IEEE Trans Cybern. 2022 Oct;52(10):10750-10760. doi: 10.1109/TCYB.2021.3064089. Epub 2022 Sep 19.
Joint detection of drivable areas and road anomalies is very important for mobile robots. Recently, many semantic segmentation approaches based on convolutional neural networks (CNNs) have been proposed for pixelwise drivable area and road anomaly detection. In addition, some benchmark datasets, such as KITTI and Cityscapes, have been widely used. However, the existing benchmarks are mostly designed for self-driving cars. There lacks a benchmark for ground mobile robots, such as robotic wheelchairs. Therefore, in this article, we first build a drivable area and road anomaly detection benchmark for ground mobile robots, evaluating existing state-of-the-art (SOTA) single-modal and data-fusion semantic segmentation CNNs using six modalities of visual features. Furthermore, we propose a novel module, referred to as the dynamic fusion module (DFM), which can be easily deployed in existing data-fusion networks to fuse different types of visual features effectively and efficiently. The experimental results show that the transformed disparity image is the most informative visual feature and the proposed DFM-RTFNet outperforms the SOTAs. In addition, our DFM-RTFNet achieves competitive performance on the KITTI road benchmark.

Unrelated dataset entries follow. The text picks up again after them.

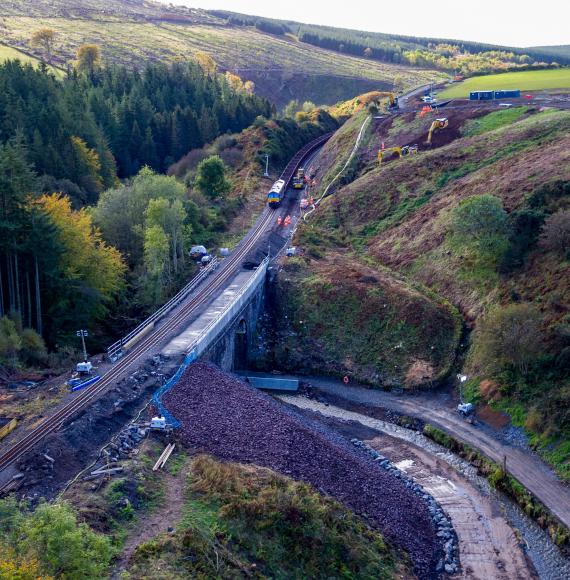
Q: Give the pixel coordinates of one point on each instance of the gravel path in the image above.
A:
(529, 469)
(488, 547)
(224, 416)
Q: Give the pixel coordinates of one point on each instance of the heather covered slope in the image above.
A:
(405, 219)
(134, 33)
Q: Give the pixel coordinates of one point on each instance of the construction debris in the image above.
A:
(261, 431)
(164, 457)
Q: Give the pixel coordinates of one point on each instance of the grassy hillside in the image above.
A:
(247, 521)
(406, 219)
(562, 50)
(532, 80)
(9, 53)
(132, 33)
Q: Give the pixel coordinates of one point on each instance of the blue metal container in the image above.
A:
(85, 383)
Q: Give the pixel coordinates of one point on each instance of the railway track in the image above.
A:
(220, 278)
(216, 282)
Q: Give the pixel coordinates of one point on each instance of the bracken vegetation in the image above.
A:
(244, 520)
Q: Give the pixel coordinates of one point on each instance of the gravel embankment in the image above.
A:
(222, 415)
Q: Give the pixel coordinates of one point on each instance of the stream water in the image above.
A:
(547, 559)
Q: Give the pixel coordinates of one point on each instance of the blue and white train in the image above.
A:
(276, 193)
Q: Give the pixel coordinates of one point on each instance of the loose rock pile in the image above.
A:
(449, 561)
(224, 416)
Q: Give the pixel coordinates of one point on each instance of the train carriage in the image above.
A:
(276, 193)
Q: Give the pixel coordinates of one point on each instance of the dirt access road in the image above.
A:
(530, 470)
(488, 547)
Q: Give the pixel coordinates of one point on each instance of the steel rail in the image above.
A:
(220, 277)
(50, 424)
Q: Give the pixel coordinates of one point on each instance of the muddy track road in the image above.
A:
(530, 470)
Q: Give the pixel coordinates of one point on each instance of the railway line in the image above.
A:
(217, 282)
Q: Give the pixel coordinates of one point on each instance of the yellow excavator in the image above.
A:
(399, 151)
(393, 101)
(436, 126)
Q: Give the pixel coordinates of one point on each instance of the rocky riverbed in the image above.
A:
(222, 415)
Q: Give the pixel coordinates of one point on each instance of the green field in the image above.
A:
(532, 80)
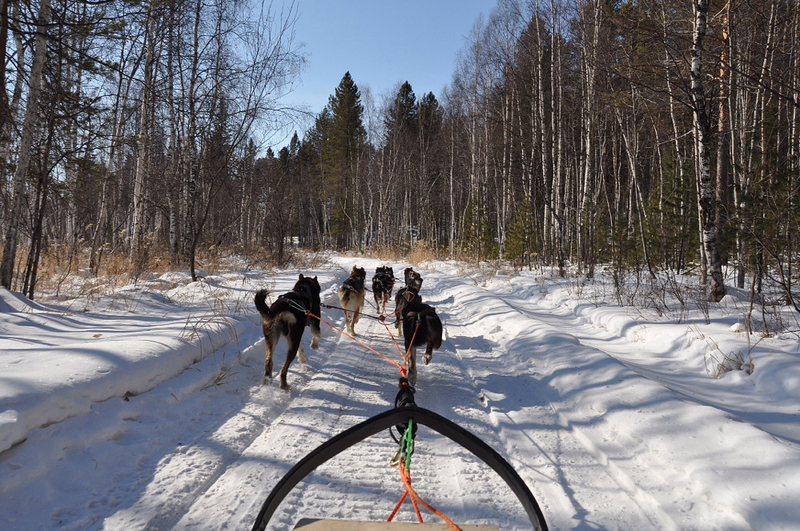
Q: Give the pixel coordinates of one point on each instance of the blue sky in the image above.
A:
(381, 43)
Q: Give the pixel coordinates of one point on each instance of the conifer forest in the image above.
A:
(655, 136)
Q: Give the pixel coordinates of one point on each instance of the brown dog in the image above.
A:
(351, 295)
(287, 317)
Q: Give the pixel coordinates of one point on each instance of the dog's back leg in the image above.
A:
(412, 365)
(428, 353)
(270, 343)
(315, 333)
(294, 339)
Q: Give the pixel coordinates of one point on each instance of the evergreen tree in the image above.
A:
(346, 137)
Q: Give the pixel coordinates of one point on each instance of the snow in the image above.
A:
(139, 406)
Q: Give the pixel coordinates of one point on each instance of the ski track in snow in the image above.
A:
(209, 460)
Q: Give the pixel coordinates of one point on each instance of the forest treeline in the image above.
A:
(645, 135)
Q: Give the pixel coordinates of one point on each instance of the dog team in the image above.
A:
(291, 312)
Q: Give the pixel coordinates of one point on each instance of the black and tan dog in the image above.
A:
(421, 326)
(413, 285)
(382, 286)
(351, 295)
(287, 317)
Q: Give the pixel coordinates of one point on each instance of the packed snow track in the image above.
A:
(203, 450)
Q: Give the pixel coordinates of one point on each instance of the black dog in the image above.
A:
(421, 326)
(382, 286)
(413, 285)
(287, 317)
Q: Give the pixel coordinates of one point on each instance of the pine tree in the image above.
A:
(346, 136)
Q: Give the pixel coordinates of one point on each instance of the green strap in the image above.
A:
(406, 449)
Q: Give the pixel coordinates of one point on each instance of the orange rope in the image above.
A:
(403, 370)
(406, 477)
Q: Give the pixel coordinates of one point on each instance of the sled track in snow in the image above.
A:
(234, 443)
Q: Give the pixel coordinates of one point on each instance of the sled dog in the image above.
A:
(413, 285)
(287, 317)
(382, 286)
(351, 295)
(421, 326)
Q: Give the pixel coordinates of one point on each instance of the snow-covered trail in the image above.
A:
(575, 422)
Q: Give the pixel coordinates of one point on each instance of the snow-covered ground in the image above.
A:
(141, 408)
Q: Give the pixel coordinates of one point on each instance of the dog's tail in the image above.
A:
(261, 304)
(435, 328)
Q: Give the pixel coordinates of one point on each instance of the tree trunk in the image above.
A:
(26, 141)
(702, 130)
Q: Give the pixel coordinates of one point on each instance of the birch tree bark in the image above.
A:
(702, 131)
(26, 140)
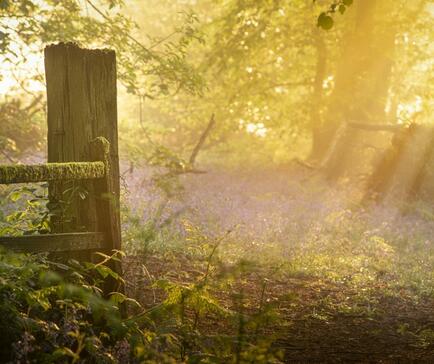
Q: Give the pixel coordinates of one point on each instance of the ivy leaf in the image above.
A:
(325, 21)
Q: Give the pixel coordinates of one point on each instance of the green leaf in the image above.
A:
(15, 196)
(325, 21)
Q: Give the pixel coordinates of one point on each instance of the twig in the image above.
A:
(201, 141)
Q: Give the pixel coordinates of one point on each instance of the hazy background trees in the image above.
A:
(279, 76)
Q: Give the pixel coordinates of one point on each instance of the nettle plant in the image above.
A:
(56, 311)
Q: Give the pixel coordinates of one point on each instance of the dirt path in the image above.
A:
(341, 311)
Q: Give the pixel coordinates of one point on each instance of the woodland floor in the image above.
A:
(344, 297)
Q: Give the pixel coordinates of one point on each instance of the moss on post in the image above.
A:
(51, 172)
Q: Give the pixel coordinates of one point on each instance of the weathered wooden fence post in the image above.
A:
(81, 100)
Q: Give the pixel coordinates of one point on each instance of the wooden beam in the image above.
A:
(55, 242)
(51, 172)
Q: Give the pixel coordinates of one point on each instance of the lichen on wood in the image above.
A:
(51, 172)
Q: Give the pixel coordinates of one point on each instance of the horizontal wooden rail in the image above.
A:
(54, 242)
(51, 172)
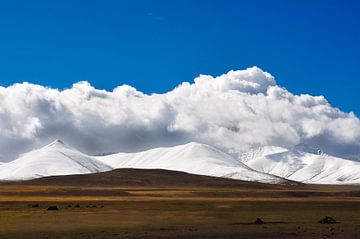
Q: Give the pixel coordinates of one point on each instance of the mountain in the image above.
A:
(259, 152)
(306, 164)
(56, 158)
(268, 164)
(192, 158)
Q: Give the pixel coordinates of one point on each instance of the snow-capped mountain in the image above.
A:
(192, 158)
(305, 164)
(59, 159)
(56, 158)
(266, 164)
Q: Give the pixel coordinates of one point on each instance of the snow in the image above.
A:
(307, 165)
(268, 164)
(53, 159)
(192, 158)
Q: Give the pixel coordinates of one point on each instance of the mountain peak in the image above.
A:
(57, 142)
(308, 149)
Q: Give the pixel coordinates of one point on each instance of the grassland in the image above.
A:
(162, 204)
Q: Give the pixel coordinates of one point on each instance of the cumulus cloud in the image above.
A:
(236, 111)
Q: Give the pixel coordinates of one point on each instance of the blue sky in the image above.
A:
(309, 46)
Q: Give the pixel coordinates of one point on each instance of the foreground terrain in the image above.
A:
(129, 203)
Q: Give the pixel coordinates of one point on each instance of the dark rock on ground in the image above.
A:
(52, 208)
(328, 220)
(259, 221)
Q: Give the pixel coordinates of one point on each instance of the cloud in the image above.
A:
(236, 111)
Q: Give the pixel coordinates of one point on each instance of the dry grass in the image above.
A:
(177, 211)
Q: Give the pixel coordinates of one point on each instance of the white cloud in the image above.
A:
(235, 111)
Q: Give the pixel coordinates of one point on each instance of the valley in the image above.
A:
(137, 203)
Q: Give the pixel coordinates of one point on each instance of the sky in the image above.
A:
(308, 46)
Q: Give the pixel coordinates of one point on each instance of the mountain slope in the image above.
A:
(192, 158)
(53, 159)
(308, 167)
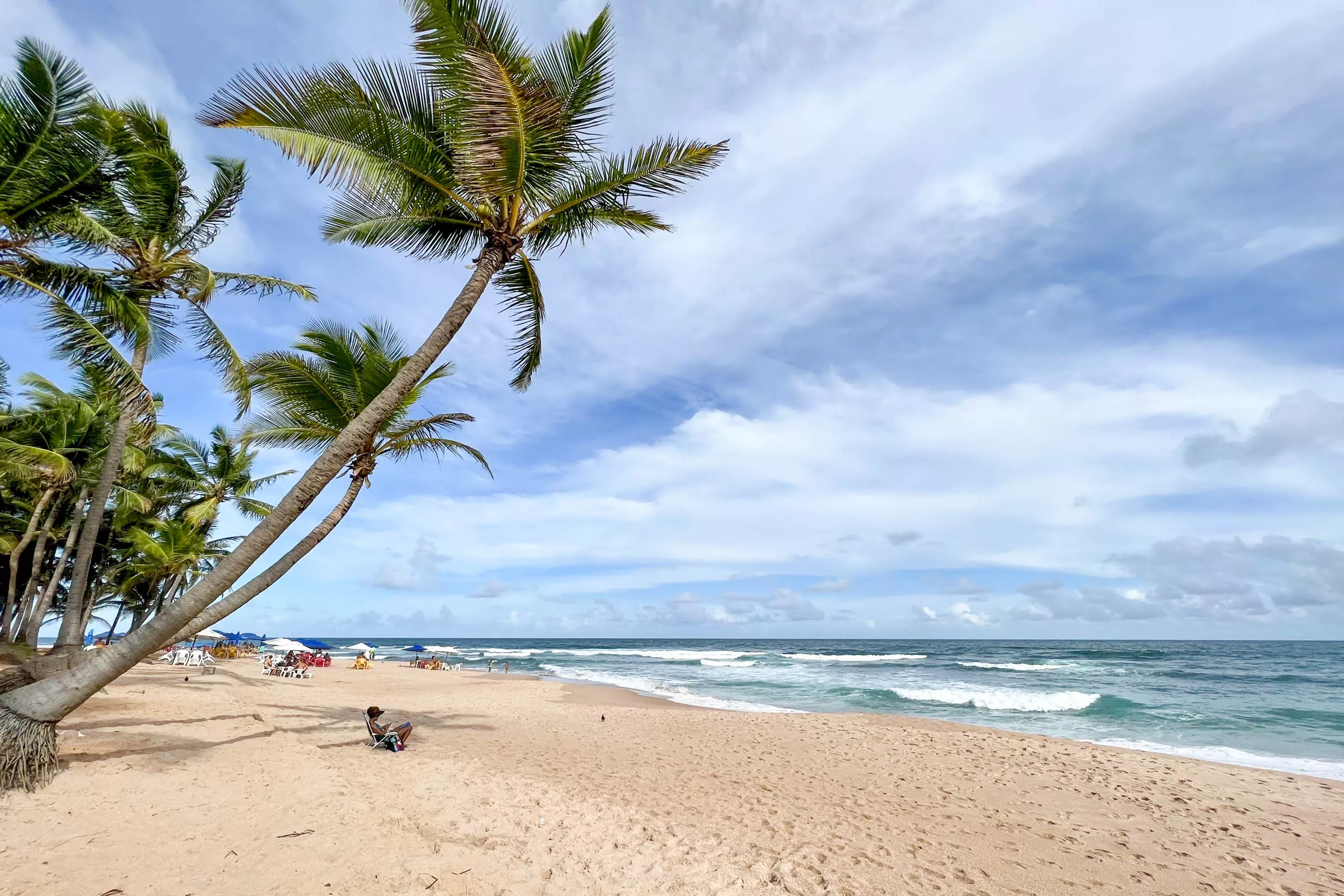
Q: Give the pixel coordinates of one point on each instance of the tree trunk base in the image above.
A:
(27, 752)
(15, 678)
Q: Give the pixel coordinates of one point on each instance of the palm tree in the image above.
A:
(57, 157)
(480, 148)
(148, 226)
(54, 153)
(214, 474)
(315, 393)
(42, 446)
(80, 423)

可行驶区域和道路异常的联合检测对于移动机器人非常重要。最近,许多基于卷积神经网络(CNN)的语义分割方法已经被提出,用于像素级的可行驶区域和道路异常检测。此外,一些基准数据集,如 KITTI 和 Cityscapes,已经被广泛使用。然而,现有的基准大多是为自动驾驶汽车设计的,缺乏针对地面移动机器人(如机器人轮椅)的基准。因此,在本文中,我们首先为地面移动机器人构建了一个可行驶区域和道路异常检测基准,使用六种视觉特征模态评估现有的最先进(SOTA)单模态和数据融合语义分割 CNN。此外,我们提出了一种新的模块,称为动态融合模块(DFM),它可以很容易地部署在现有的数据融合网络中,有效地融合不同类型的视觉特征。实验结果表明,转换后的视差图像是最具信息量的视觉特征,所提出的 DFM-RTFNet 优于 SOTA。此外,我们的 DFM-RTFNet 在 KITTI 道路基准上也取得了有竞争力的性能。